Saint Patrick himself would have to deal with pinching on his feast day. His color was “Saint Patrick’s blue,” a light shade. The color green only became associated with the big day after it was linked to the Irish independence movement in the late 18th century.
Although he made his mark by introducing Christianity to Ireland in the year 432, Patrick wasn’t Irish himself. He was born to Roman parents in Scotland or Wales in the late fourth century.
As you might expect, Saint Patrick’s Day is a huge deal in his old stomping grounds. It’s a national holiday in both Ireland and Northern Ireland.

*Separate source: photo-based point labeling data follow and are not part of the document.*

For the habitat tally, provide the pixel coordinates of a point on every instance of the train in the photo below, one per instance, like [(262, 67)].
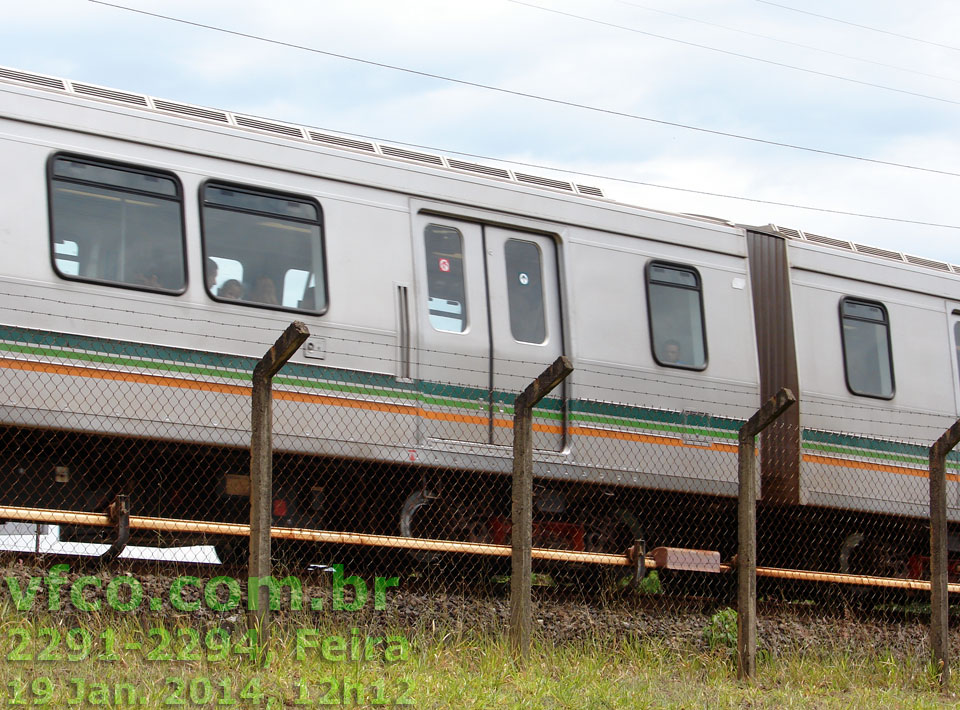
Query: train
[(157, 249)]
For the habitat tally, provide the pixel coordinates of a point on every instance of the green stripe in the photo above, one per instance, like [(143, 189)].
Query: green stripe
[(104, 351)]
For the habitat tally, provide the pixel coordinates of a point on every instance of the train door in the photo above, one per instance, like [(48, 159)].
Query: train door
[(490, 323), (526, 332), (955, 349)]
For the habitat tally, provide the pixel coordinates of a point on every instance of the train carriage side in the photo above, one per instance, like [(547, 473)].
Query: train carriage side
[(878, 381), (128, 349)]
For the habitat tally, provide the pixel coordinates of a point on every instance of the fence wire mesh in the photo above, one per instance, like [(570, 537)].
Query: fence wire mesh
[(410, 476)]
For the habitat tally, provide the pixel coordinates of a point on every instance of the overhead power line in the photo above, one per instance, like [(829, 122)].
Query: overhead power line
[(788, 42), (523, 94), (863, 27), (733, 54)]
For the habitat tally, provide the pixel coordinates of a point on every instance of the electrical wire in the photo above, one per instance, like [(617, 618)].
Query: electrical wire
[(788, 42), (863, 27), (771, 62), (546, 99)]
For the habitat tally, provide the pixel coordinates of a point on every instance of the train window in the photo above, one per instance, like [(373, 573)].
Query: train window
[(867, 360), (446, 297), (675, 305), (263, 248), (956, 342), (525, 291), (116, 224)]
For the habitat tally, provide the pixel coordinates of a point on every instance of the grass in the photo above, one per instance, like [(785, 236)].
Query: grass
[(440, 668)]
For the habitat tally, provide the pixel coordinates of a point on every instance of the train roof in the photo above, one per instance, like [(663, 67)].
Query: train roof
[(292, 131), (865, 249)]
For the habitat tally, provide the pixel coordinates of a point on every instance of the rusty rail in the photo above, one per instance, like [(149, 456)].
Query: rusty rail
[(140, 522)]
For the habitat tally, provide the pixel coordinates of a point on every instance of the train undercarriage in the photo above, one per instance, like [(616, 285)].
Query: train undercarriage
[(198, 482)]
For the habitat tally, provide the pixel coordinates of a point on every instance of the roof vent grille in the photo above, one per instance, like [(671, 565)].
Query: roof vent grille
[(877, 251), (787, 232), (269, 126), (342, 142), (829, 241), (411, 155), (187, 110), (545, 182), (122, 96), (920, 261), (32, 79), (477, 168)]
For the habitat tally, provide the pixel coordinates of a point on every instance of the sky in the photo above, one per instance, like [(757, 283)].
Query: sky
[(882, 86)]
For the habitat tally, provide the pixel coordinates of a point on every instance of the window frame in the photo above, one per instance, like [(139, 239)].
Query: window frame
[(703, 315), (254, 189), (179, 198), (843, 344)]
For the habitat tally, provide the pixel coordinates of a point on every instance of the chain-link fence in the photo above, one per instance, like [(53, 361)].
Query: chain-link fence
[(635, 476)]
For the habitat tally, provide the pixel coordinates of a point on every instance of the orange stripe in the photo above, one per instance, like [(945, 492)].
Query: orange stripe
[(161, 381), (408, 410), (867, 466)]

New York City’s Saint Patrick’s Day Parade is one of the world’s largest parades. Since 1762, 250,000 marchers have traipsed up Fifth Avenue on foot – the parade still doesn’t allow floats, cars, or other modern trappings.
New York may have more manpower, but Chicago has a spectacle all its own. The city has been celebrating Saint Patrick by dumping green dye into the Chicago River since 1962. It takes 40 tons of dye to get the river to a suitably festive shade!
For most of the 20th century, Saint Patrick’s Day was considered a strictly religious holiday in Ireland, which meant that the nation’s pubs were closed for business on March 17. (The one exception went to beer vendors at the big national dog show, which was always held on Saint Patrick’s Day.) In 1970, the day was converted to a national holiday, and the stout resumed flowing.
Not every city goes all-out in its celebratory efforts. From 1999 to 2007, the Irish village of Dripsey proudly touted that it hosted the Shortest Saint Patrick’s Day Parade in the World. The route ran for 26 yards between two pubs. Today, Hot Springs, Arkansas claims the title for brevity – its brief parade runs for 98 feet.
How did the shamrock become associated with Saint Patrick? According to Irish legend, the saint used the three-leafed plant as a metaphor for the Holy Trinity when he was first introducing Christianity to Ireland.
In Irish lore, Saint Patrick gets credit for driving all the snakes out of Ireland. Modern scientists suggest that the job might not have been too hard – according to the fossil record, Ireland has never been home to any snakes. Through the Ice Age, Ireland was too cold to host any reptiles, and the surrounding seas have staved off serpentine invaders ever since. Modern scholars think the “snakes” Saint Patrick drove away were likely metaphorical.
Corned beef and cabbage, a traditional Saint Patrick’s Day staple, doesn’t have anything to do with the grain corn. Instead, it’s a nod to the large grains of salt that were historically used to cure meats, which were also known as “corns.”
All of the Saint Patrick’s Day revelry around the globe is great news for brewers. A 2012 estimate pegged the total amount spent on beer for Saint Patrick’s Day celebrations at $245 million. And that’s before tips to pubs’ bartenders.
According to Irish legend, Saint Patrick wasn’t originally called Patrick. His birth name was Maewyn Succat, but he changed his name to Patricius after becoming a priest.
Don’t be fooled by any holiday decorations showing lady leprechauns. In traditional Irish folk tales, there are no female leprechauns, only nattily attired little guys.
Another little-known fact from Irish lore: Leprechauns earned that gold they’re guarding. According to legend, leprechauns spend their days making and mending shoes. It’s hard work, so you can’t blame them for being territorial about their pots of gold.
You can’t attend a Saint Patrick’s Day event without hearing a cry of “Erin go Bragh.” What’s the phrase mean? It’s a corruption of the Irish Éirinn go Brách, which means roughly “Ireland Forever.”